Thursday, September 19, 2024

ASX 200 LIVE: Shares dip; Tapcorp taps AFL’s McLachlan as new chief; Bapcor secures $400m in debt; China steel output jumps; oil prices slip.

Must read

Australian shares had a subdued tone on Monday with energy and tech leading losses, while investors were cautious ahead of the Reserve Bank’s rate decision and concerns about France’s pending elections.

The benchmark S&P/ASX 200 eased 0.1 per cent or 3.7 points to 7720.30, extending a 1.7 per cent drop over last week. That was the biggest decline in two months. All Ords also drifted 0.1 per cent lower.

Of the 11 sectors, five flashed red with weaker oil prices weighing on energy. Brent fell 0.3 per cent to $US82.34 a barrel and light crude also lost 0.3 per cent to $US78.18.

Santos dropped 1.1 per cent, Beach Energy and Woodside were both 0.6 per cent lower. Ampol fell 0.9 per cent.

Tech stocks also retreated, with Wisetech off 2.9 per cent, Zip 2.4 per cent lower and EML Payments 1.7 per cent down. Family-tracking app Life360, however, extended gains, up 3 per cent, following a 9.2 per cent advance last week.

Miners came under pressure with index heavyweights Rio Tinto and BHP both 0.7 per cent lower. Fortescue slipped 0.1 per cent in a volatile session. Iron ore prices slid further on Monday after economic data in top consumer China undershot expectations and as floods in the country cast a shadow on the near-term demand outlook.

The benchmark July iron ore in Singapore slumped 2.3 per cent to $US105 a ton, pulling close to the $US100 psychological level.

Gold miners bucked the trend, bolstered by a rally in the precious metal as traders raised bets the US Federal Reserve will cut rates this year. Spot gold traded at $US2325.89 per ounce, having jumped 1.3 per cent on Friday.

Lower rates make non-yielding bullion more attractive than other assets such as Treasury bonds. Bellevue Gold jumped 2.7 per cent, De Grey and Gold Road each climbed 1.7 per cent.

The big four banks swung to gains, led by Westpac’s 0.7 per cent lift.

The Australian dollar traded at US66¢, having gained 0.5 per cent last week.

Europe sell-off

In Europe, stocks extended their sell-off as risk appetite was dampened by political uncertainties in France. The pan-European STOXX 600 fell 2.4 per cent on the week, its largest single-week percentage drop of 2024.

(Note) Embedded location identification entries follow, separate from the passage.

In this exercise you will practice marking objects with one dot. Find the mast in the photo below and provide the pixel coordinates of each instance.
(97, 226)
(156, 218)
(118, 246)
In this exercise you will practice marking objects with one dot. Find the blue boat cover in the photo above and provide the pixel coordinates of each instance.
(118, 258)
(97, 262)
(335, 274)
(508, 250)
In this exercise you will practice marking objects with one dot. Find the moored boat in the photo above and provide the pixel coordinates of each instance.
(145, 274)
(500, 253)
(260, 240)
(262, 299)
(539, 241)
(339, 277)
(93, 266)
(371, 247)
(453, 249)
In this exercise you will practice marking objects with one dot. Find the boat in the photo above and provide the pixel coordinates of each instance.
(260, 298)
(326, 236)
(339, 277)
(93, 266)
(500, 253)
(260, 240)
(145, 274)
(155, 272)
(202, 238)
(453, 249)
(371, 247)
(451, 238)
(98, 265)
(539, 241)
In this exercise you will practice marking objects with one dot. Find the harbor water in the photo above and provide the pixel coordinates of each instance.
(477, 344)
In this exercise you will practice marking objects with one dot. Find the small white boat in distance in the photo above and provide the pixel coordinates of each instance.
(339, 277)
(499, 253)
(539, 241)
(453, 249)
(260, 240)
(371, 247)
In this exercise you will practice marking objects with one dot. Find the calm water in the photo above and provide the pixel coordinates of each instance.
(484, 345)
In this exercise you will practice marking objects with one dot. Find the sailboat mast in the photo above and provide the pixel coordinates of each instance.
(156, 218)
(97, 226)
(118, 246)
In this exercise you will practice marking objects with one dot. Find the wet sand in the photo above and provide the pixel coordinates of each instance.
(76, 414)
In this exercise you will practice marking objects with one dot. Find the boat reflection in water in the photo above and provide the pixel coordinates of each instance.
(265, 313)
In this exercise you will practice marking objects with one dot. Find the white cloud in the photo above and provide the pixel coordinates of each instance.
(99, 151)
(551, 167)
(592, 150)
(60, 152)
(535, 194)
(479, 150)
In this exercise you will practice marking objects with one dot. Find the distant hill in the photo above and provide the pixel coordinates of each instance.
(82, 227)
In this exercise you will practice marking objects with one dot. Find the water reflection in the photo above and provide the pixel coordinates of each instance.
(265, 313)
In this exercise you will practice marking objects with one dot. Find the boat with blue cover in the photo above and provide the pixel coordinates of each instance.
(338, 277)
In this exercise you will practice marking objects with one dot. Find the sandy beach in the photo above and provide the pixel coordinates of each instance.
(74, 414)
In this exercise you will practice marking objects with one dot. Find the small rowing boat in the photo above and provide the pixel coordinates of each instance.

For local investors, all eyes will be on the Reserve Bank’s rate decision and comments on Tuesday when the central bank is expected to keep rates on hold as it looks for evidence that inflation is under control.

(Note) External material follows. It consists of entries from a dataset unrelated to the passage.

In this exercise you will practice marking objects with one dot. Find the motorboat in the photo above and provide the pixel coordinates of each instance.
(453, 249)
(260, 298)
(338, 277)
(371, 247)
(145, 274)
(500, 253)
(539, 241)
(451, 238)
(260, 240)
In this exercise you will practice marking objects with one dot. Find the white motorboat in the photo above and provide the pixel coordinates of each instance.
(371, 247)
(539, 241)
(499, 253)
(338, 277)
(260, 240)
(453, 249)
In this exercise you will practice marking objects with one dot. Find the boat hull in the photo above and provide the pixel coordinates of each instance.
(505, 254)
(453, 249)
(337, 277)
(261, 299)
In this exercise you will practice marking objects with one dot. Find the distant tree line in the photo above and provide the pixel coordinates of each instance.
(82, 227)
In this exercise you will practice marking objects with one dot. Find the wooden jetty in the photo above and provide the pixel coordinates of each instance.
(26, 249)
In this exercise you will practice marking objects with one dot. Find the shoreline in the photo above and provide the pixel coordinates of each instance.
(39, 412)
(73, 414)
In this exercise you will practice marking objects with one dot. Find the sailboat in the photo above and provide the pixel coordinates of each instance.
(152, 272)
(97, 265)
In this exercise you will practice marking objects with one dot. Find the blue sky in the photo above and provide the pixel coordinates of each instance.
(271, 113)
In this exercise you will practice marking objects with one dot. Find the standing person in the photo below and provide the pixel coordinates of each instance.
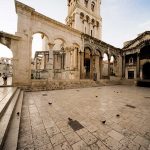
(4, 79)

Complicating the RBA’s decision is a slightly expansionary Albanese government budget, according to an internal RBA analysis, which comes as wage growth is rising with looming tax cuts and energy rebates. The central bank is widely expected to repeat it is not ruling anything in or out and is in data-dependency mode.

Seven other central banks will hold their policy meetings this week, including the Bank of England, the Swiss National Bank, and Norway’s Norges Bank.

Stocks in focus

Wagering giant Tabcorp reversed early losses to be up 1.8 per cent as the company appointed former Australian Football League boss Gillon McLachlan as chief executive.

Integral Diagnostics dropped nearly 4 per cent on plans to merge with Capitol Health in a deal that values its smaller rival at about $413 million. Shares in Capitol Health skyrocketed 12 per cent.

Automotive parts retailer Bapcor slumped 3.1 per cent after securing $400 million in bank loans to refinance debt.